Hadoop has become a popular and powerful platform for data storage and data processing. Data stored in Hadoop can be used by a wide range of applications and tools and for a wide range of use cases. The fact that SQL can be used to retrieve Hadoop data, has opened up the data to even more tools, especially tools for reporting and analytics. A question organizations have to ask themselves is in which SQL-on-Hadoop technology they should invest? They can go for straightforward SQL-on-Hadoop engines or for data virtualization servers.
Examples of SQL-on-Hadoop engines are Drill, Hive, Impala, and Spark SQL. Many of them only allow data to be queried, but there are some, such as Splice Machine, that offer transactional support on Hadoop. Others, such as Cirro and ScleraDB, support data federation capabilities allowing Hadoop data to be joined with data stored in SQL databases. A technical challenge for most SQL-on-Hadoop engines is how to turn all the non-relational data stored in Hadoop, such as variable data, self-describing data, and schema-less data , into flat relational structures. Not all the engines are capable of that. In other words, only flat data can be accessed by them. Nevertheless, SQL-on-Hadoop engines make it easier to use popular tools for reporting and analytics to access big data stored in Hadoop.

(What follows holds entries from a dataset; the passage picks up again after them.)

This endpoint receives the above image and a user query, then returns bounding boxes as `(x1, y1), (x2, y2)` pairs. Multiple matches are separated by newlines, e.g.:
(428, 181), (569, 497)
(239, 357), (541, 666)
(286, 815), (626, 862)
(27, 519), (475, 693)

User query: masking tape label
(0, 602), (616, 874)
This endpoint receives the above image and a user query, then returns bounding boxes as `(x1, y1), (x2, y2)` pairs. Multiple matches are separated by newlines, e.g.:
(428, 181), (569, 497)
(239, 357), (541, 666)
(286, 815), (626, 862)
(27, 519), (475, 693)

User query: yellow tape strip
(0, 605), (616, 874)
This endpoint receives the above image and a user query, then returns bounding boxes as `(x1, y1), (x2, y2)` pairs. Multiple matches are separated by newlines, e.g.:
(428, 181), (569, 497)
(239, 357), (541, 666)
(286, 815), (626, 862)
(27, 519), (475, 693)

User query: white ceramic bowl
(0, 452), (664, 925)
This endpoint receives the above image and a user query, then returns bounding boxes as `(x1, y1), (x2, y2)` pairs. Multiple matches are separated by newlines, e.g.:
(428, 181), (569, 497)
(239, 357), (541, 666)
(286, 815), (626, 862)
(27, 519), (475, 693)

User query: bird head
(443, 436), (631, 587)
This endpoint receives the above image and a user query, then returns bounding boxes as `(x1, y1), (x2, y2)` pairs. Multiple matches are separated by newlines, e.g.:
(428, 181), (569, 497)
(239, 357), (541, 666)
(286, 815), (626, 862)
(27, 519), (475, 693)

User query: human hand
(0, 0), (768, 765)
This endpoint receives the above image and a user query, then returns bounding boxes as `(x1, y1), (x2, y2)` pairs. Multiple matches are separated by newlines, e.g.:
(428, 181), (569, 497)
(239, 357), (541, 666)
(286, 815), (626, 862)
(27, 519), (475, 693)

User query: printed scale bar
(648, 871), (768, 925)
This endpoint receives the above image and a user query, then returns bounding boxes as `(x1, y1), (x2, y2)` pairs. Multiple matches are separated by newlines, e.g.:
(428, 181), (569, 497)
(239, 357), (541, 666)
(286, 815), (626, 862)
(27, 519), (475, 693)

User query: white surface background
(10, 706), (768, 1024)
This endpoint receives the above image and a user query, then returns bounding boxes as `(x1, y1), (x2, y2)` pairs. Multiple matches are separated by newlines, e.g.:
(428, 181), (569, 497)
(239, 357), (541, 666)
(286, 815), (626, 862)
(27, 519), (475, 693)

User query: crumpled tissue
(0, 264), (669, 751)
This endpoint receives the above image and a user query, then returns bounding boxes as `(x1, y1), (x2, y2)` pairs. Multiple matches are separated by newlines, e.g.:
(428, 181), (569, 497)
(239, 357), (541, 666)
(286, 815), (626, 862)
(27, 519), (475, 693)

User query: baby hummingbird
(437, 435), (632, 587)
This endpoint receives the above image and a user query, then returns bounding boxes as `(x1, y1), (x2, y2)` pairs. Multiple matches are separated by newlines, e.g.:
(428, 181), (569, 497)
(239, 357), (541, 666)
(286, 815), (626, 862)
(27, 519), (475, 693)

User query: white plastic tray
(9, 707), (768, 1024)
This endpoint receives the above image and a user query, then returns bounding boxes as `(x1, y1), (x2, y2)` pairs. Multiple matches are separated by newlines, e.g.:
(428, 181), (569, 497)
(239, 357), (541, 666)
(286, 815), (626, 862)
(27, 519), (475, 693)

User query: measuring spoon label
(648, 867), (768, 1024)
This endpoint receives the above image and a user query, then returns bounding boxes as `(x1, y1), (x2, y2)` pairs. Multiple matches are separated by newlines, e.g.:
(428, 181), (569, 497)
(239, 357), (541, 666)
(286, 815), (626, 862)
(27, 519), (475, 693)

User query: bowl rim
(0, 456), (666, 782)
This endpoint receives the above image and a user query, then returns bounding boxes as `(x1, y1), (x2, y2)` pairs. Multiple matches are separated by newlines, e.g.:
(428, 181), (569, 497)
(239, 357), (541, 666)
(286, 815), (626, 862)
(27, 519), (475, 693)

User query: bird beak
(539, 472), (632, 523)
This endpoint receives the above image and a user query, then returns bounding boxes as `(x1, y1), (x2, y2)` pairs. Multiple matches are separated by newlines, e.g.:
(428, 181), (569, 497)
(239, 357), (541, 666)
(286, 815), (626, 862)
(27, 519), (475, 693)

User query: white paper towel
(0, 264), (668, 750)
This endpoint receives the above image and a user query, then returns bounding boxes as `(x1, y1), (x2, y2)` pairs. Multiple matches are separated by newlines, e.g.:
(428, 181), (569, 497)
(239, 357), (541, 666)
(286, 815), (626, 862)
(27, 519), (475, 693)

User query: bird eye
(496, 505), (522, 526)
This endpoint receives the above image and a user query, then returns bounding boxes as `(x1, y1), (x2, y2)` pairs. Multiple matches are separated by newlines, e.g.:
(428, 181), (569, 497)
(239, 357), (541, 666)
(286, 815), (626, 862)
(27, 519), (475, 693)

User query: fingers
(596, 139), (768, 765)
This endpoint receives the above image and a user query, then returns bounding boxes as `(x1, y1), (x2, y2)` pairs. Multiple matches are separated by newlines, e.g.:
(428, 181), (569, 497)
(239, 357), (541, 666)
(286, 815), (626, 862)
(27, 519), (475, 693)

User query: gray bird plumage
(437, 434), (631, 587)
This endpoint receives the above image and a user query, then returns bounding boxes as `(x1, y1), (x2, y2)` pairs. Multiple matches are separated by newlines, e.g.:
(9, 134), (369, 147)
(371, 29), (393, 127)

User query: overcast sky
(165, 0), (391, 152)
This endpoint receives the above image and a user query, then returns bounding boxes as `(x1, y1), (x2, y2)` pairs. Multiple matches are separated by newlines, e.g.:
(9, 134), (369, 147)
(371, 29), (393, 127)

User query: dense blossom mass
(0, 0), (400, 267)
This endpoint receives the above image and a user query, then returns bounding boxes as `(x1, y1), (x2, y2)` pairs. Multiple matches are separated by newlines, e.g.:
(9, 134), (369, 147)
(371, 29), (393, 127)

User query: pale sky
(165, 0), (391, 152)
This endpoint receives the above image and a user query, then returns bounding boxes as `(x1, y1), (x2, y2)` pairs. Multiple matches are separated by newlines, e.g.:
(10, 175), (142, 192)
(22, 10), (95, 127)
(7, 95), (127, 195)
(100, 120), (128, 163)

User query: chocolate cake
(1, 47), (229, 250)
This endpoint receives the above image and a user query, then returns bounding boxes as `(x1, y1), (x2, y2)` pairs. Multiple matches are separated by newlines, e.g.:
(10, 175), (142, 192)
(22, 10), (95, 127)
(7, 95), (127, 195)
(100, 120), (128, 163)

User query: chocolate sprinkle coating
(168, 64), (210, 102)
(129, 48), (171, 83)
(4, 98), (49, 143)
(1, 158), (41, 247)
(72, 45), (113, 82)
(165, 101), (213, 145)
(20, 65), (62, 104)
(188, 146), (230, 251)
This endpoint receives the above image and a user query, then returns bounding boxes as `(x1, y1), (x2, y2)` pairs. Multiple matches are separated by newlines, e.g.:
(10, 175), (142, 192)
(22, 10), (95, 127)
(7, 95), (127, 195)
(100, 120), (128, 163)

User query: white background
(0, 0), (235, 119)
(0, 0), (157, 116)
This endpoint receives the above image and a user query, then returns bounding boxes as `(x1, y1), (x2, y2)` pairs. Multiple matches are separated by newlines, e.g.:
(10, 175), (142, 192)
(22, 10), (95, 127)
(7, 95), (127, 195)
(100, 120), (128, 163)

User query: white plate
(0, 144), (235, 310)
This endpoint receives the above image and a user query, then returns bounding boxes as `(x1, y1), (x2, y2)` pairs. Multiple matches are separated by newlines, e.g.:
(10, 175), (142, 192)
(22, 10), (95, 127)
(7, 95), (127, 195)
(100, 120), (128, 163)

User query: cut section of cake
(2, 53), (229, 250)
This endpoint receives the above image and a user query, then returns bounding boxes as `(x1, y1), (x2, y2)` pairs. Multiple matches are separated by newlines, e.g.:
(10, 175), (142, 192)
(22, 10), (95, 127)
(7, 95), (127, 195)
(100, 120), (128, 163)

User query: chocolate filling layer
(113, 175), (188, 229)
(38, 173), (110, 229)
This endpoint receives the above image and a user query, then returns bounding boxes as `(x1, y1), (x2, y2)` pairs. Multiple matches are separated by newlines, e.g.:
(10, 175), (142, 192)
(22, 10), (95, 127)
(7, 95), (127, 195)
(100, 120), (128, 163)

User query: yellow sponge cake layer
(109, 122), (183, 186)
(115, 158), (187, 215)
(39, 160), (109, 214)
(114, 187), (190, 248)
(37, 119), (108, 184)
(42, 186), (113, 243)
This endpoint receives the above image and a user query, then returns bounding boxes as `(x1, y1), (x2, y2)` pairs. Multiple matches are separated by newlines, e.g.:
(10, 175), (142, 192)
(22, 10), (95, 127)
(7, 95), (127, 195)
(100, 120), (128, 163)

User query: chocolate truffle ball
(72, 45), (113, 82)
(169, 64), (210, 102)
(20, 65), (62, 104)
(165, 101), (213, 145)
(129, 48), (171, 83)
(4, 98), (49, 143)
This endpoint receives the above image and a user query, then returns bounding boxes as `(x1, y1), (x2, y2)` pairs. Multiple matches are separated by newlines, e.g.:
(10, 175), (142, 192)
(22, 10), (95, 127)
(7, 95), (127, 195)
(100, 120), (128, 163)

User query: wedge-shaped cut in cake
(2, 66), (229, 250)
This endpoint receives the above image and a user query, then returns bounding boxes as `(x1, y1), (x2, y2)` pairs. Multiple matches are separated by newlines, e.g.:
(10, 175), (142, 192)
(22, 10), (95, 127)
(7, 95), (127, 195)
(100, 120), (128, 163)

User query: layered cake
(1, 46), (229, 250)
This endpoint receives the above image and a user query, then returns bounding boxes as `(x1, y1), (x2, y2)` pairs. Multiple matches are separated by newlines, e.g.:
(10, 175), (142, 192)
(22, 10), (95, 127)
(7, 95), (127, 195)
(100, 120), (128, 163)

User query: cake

But they are not the only kid in town. Data virtualization servers, such as those of Cisco, Denodo, RedHat, and Stonebond, also allow Hadoop to be accessed through SQL. In fact, most data virtualization servers allow SQL access to data stored in almost any kind of file system or database server, including spreadsheets, XML and JSON documents, sequential files, pre-relational database servers, data hidden behind APIs such as SOAP and REST, and data stored in applications such as SAP and Salesforce.com. As indicated, data virtualization servers offer access to Hadoop as well, and with that they have entered the market of SQL-on-Hadoop solutions. However, when they access Hadoop it’s through one of the existing SQL-on-Hadoop engines.

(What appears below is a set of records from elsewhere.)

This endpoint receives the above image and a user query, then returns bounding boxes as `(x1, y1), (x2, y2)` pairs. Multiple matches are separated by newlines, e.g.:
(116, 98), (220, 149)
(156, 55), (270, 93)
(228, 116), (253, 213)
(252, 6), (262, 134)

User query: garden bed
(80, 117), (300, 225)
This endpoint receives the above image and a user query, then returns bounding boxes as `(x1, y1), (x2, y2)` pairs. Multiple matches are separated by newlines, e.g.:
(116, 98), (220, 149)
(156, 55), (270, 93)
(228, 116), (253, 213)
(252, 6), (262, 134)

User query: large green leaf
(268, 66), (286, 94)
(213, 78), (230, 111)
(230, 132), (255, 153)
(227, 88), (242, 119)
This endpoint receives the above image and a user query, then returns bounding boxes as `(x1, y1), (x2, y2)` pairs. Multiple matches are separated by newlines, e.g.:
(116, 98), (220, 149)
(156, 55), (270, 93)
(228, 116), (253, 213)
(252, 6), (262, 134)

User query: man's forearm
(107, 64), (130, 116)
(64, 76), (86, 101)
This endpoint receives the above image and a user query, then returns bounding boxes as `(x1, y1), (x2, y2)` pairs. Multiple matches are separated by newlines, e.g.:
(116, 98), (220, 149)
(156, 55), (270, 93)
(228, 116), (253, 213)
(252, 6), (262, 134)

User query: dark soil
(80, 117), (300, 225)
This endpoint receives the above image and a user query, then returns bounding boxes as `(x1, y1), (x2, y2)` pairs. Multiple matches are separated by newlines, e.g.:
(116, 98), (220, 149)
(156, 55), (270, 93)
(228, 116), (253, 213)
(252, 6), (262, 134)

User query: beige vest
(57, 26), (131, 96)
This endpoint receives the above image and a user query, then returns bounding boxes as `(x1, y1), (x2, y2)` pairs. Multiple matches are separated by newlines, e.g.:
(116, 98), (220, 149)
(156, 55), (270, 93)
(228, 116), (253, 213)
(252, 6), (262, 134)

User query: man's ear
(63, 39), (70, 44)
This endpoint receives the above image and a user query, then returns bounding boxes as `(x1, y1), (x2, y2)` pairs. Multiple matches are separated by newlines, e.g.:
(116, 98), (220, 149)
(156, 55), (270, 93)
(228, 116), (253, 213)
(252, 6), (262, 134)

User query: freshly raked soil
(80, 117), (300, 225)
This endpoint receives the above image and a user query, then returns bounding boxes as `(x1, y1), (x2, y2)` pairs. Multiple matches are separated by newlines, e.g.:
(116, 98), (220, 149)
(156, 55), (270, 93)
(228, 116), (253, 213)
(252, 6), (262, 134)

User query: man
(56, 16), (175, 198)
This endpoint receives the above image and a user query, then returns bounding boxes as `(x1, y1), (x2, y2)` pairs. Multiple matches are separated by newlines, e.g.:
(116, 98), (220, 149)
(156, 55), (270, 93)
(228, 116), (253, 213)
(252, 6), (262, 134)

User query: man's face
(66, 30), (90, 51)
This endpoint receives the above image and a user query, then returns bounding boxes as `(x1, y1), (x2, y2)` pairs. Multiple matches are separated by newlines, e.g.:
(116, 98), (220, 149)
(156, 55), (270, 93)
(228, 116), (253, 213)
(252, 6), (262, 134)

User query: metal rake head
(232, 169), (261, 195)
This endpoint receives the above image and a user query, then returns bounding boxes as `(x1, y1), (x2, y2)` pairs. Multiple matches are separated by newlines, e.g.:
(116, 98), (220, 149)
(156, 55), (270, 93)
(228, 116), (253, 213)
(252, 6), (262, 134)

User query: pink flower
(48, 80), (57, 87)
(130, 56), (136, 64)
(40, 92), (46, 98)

Note that data virtualization servers are more than engines that translate one language into another. For example, all of them offer data federation capabilities for many non-SQL data sources, they support a high-level design and modeling environment with lineage and impact analysis features, caching capabilities to minimize access to data sources, advanced distributed join optimization techniques are supported, and extensive data security features are offered.
In a nutshell, most current SQL-on-Hadoop engines are tools that solve one technical problem, in this case offering SQL access on Hadoop data. Data virtualization servers are more global solutions that offer access in any language and API on any kind of data source. It’s a more architectural solution.

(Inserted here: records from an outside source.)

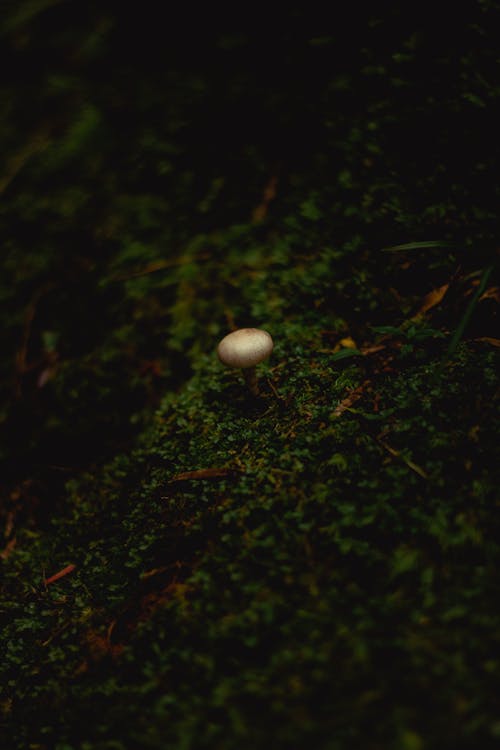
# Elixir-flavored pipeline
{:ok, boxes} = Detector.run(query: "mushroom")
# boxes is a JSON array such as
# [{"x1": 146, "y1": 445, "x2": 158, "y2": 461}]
[{"x1": 217, "y1": 328, "x2": 274, "y2": 396}]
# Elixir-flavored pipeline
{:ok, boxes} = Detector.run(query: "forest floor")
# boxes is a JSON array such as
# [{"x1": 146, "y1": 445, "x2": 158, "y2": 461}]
[{"x1": 0, "y1": 5, "x2": 500, "y2": 750}]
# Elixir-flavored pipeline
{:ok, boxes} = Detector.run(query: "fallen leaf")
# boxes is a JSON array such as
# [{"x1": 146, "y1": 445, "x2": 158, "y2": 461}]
[
  {"x1": 44, "y1": 564, "x2": 76, "y2": 586},
  {"x1": 474, "y1": 336, "x2": 500, "y2": 346},
  {"x1": 331, "y1": 380, "x2": 370, "y2": 419},
  {"x1": 0, "y1": 536, "x2": 17, "y2": 560},
  {"x1": 252, "y1": 175, "x2": 278, "y2": 224},
  {"x1": 479, "y1": 286, "x2": 500, "y2": 304},
  {"x1": 169, "y1": 468, "x2": 239, "y2": 482}
]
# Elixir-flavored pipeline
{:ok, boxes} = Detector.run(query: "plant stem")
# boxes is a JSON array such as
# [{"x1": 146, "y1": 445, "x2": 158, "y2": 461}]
[{"x1": 243, "y1": 367, "x2": 259, "y2": 396}]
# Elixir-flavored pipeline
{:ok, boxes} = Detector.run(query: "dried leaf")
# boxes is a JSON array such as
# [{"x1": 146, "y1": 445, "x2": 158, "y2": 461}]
[
  {"x1": 169, "y1": 467, "x2": 235, "y2": 482},
  {"x1": 412, "y1": 284, "x2": 450, "y2": 320},
  {"x1": 0, "y1": 536, "x2": 17, "y2": 560},
  {"x1": 479, "y1": 286, "x2": 500, "y2": 304},
  {"x1": 44, "y1": 564, "x2": 76, "y2": 586},
  {"x1": 331, "y1": 380, "x2": 370, "y2": 419},
  {"x1": 474, "y1": 336, "x2": 500, "y2": 346}
]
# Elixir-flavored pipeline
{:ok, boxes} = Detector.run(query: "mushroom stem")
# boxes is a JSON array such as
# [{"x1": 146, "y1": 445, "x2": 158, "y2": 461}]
[{"x1": 243, "y1": 367, "x2": 259, "y2": 396}]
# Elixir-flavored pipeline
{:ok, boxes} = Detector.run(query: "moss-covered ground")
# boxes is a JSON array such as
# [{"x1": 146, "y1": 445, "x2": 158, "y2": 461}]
[{"x1": 0, "y1": 5, "x2": 500, "y2": 750}]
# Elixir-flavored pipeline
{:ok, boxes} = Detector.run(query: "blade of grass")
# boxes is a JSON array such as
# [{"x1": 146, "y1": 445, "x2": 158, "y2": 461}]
[
  {"x1": 381, "y1": 240, "x2": 454, "y2": 253},
  {"x1": 444, "y1": 266, "x2": 493, "y2": 361}
]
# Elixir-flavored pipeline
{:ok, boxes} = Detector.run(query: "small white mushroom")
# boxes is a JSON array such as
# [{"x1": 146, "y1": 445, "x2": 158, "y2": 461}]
[{"x1": 217, "y1": 328, "x2": 274, "y2": 396}]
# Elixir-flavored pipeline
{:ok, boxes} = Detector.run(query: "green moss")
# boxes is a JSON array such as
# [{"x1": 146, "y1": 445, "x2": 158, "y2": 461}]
[{"x1": 0, "y1": 2, "x2": 500, "y2": 750}]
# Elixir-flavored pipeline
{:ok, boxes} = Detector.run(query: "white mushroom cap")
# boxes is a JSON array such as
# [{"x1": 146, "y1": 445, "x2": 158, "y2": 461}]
[{"x1": 217, "y1": 328, "x2": 274, "y2": 368}]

It’s very likely that SQL-on-Hadoop engines will be extended with typical data virtualization features, and vice versa, data virtualization servers will be enriched with full-blown, native support for Hadoop access by embedding their own SQL-on-Hadoop technology. Because they do try to solve some comparable problems, it’s not unlikely that the two product categories will somehow converge. Some products will merge and others will be extended. This is definitely a market to keep an eye on in the coming years.